I beg to move amendment 13, page 5, line 21, after ‘age’, insert ‘or deferred pension age’.

John Bercow Portrait Mr Speaker
- Hansard - -

With this it will be convenient to discuss the following:

Amendment 29, page 5, line 21,after ‘section 1’, insert

‘(other than a Scottish scheme)’.

Amendment 2, page 5, leave out lines 22 and 23 and insert

‘65, or current pension scheme age if lower’.

Amendment 1, page 5, line 27, at end insert—

‘(d) prison officers and psychiatric nurses.’.

Amendment 14, page 5, line 28, after ‘age’, insert ‘or deferred pension age’.

Amendment 30, page 5, line 28, after ‘section 1’, insert

‘(other than a Scottish scheme)’.

Amendment 9, page 5, line 28, leave out ‘must be 60’ and insert ‘shall be set out in scheme regulations but must be no more than 60’.

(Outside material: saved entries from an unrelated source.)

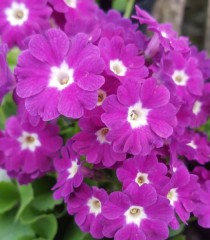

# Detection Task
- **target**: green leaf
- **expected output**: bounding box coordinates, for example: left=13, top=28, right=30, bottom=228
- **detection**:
left=172, top=235, right=186, bottom=240
left=64, top=221, right=94, bottom=240
left=0, top=182, right=19, bottom=214
left=31, top=192, right=62, bottom=211
left=20, top=205, right=42, bottom=224
left=112, top=0, right=127, bottom=12
left=15, top=184, right=34, bottom=221
left=0, top=94, right=16, bottom=129
left=32, top=176, right=56, bottom=196
left=31, top=214, right=58, bottom=240
left=169, top=223, right=185, bottom=237
left=7, top=47, right=21, bottom=70
left=0, top=210, right=35, bottom=240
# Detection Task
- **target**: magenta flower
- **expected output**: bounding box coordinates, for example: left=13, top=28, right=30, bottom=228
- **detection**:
left=65, top=16, right=101, bottom=44
left=161, top=51, right=203, bottom=102
left=53, top=140, right=85, bottom=200
left=98, top=36, right=148, bottom=83
left=189, top=83, right=210, bottom=128
left=72, top=114, right=126, bottom=167
left=67, top=183, right=108, bottom=239
left=162, top=166, right=200, bottom=229
left=175, top=130, right=210, bottom=165
left=191, top=46, right=210, bottom=81
left=0, top=43, right=15, bottom=102
left=15, top=29, right=105, bottom=121
left=48, top=0, right=97, bottom=14
left=102, top=184, right=173, bottom=240
left=14, top=91, right=41, bottom=127
left=117, top=154, right=168, bottom=192
left=0, top=116, right=62, bottom=184
left=102, top=78, right=177, bottom=155
left=0, top=0, right=52, bottom=49
left=193, top=167, right=210, bottom=228
left=134, top=6, right=190, bottom=54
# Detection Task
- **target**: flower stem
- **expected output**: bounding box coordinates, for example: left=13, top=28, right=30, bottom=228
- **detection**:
left=124, top=0, right=135, bottom=18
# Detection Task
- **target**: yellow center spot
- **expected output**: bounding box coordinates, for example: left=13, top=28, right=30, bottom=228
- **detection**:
left=14, top=10, right=24, bottom=19
left=26, top=136, right=35, bottom=143
left=130, top=208, right=140, bottom=215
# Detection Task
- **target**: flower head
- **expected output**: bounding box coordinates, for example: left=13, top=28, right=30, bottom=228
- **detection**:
left=0, top=116, right=62, bottom=184
left=53, top=140, right=85, bottom=199
left=15, top=29, right=105, bottom=120
left=67, top=183, right=108, bottom=239
left=0, top=0, right=52, bottom=49
left=102, top=78, right=177, bottom=155
left=102, top=184, right=173, bottom=240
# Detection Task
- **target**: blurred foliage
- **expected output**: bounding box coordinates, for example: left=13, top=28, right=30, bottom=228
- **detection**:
left=0, top=178, right=61, bottom=240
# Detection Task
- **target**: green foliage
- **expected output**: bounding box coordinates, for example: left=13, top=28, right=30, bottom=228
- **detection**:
left=0, top=182, right=19, bottom=214
left=172, top=235, right=186, bottom=240
left=0, top=210, right=35, bottom=240
left=15, top=184, right=34, bottom=221
left=169, top=223, right=185, bottom=238
left=0, top=176, right=61, bottom=240
left=64, top=221, right=94, bottom=240
left=112, top=0, right=127, bottom=12
left=7, top=47, right=21, bottom=70
left=31, top=214, right=58, bottom=239
left=0, top=94, right=16, bottom=129
left=31, top=192, right=62, bottom=211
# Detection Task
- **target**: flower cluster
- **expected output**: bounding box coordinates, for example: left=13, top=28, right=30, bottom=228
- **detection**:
left=0, top=1, right=210, bottom=239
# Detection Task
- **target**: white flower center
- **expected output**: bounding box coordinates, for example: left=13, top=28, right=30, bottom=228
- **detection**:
left=64, top=0, right=77, bottom=8
left=161, top=31, right=168, bottom=38
left=172, top=70, right=189, bottom=86
left=87, top=197, right=101, bottom=216
left=192, top=100, right=202, bottom=115
left=135, top=172, right=149, bottom=186
left=167, top=188, right=178, bottom=206
left=5, top=2, right=29, bottom=26
left=95, top=127, right=110, bottom=144
left=186, top=140, right=197, bottom=150
left=18, top=131, right=41, bottom=152
left=97, top=89, right=107, bottom=106
left=124, top=206, right=146, bottom=226
left=49, top=62, right=74, bottom=91
left=127, top=102, right=150, bottom=129
left=110, top=59, right=127, bottom=76
left=67, top=160, right=79, bottom=179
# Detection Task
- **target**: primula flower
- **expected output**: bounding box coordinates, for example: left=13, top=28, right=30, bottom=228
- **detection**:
left=14, top=92, right=41, bottom=127
left=49, top=0, right=97, bottom=14
left=175, top=131, right=210, bottom=165
left=98, top=36, right=148, bottom=83
left=53, top=140, right=85, bottom=200
left=97, top=9, right=146, bottom=49
left=67, top=183, right=108, bottom=239
left=117, top=154, right=168, bottom=192
left=161, top=51, right=203, bottom=102
left=134, top=6, right=190, bottom=54
left=189, top=83, right=210, bottom=128
left=162, top=166, right=200, bottom=229
left=72, top=114, right=126, bottom=167
left=102, top=78, right=177, bottom=155
left=0, top=116, right=62, bottom=184
left=102, top=184, right=173, bottom=240
left=191, top=46, right=210, bottom=81
left=0, top=43, right=15, bottom=103
left=15, top=29, right=105, bottom=121
left=0, top=0, right=52, bottom=49
left=65, top=16, right=101, bottom=43
left=193, top=167, right=210, bottom=228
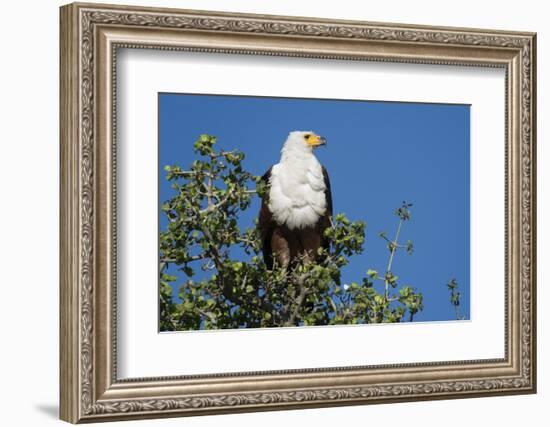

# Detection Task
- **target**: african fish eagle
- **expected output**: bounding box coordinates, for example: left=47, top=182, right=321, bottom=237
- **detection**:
left=258, top=131, right=332, bottom=269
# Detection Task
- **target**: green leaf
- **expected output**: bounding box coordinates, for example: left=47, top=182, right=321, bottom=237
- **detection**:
left=367, top=269, right=378, bottom=279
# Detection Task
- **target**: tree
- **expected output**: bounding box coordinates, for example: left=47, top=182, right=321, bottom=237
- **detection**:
left=446, top=278, right=464, bottom=320
left=159, top=134, right=424, bottom=331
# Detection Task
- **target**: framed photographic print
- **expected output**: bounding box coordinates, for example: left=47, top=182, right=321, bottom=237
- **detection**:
left=60, top=2, right=537, bottom=423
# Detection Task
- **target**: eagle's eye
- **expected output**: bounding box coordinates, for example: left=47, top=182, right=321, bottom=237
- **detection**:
left=304, top=134, right=311, bottom=139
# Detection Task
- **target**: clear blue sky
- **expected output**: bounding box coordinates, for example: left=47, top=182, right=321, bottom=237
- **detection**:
left=159, top=93, right=470, bottom=322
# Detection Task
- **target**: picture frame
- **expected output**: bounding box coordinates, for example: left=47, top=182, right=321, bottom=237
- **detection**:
left=59, top=2, right=537, bottom=423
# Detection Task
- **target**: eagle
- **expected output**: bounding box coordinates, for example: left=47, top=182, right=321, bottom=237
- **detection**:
left=258, top=131, right=332, bottom=270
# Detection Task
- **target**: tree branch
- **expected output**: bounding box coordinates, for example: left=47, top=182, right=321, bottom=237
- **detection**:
left=284, top=270, right=313, bottom=326
left=200, top=194, right=230, bottom=214
left=197, top=308, right=217, bottom=326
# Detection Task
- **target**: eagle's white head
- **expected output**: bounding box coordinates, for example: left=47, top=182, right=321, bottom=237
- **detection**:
left=280, top=131, right=327, bottom=161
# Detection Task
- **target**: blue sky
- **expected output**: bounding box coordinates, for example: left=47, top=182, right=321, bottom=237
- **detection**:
left=159, top=93, right=470, bottom=322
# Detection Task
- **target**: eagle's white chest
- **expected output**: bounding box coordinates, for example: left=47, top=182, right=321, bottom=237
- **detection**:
left=268, top=156, right=327, bottom=230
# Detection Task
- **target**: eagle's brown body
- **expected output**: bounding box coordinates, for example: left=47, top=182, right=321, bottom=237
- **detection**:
left=259, top=196, right=332, bottom=269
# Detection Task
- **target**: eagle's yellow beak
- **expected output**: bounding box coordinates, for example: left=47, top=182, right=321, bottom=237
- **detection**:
left=305, top=133, right=327, bottom=147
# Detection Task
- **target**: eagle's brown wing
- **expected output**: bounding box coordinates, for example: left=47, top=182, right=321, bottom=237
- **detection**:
left=320, top=165, right=333, bottom=251
left=258, top=167, right=276, bottom=269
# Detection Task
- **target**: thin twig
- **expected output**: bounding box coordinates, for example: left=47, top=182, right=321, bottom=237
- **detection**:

Amendment 16, page 5, line 29, at end insert—

‘(2A) Subsections (1) and (2) shall not apply in relation to any category of public service worker as the Secretary of State may by order specify following the publication of a scheme specific capability review.’.

Amendment 15, page 5, line 30, leave out subsection (3).

Amendment 31, page 5, line 30, after ‘section 1’, insert

‘(other than a Scottish scheme)’.

Amendment 33, in clause 33, page 19, line 25, clause 33, at end insert—

‘“Scottish scheme” means a scheme for the payment of pensions to persons specified in paragraphs (c) to (g) of section 1(2) in respect of service in Scotland;’.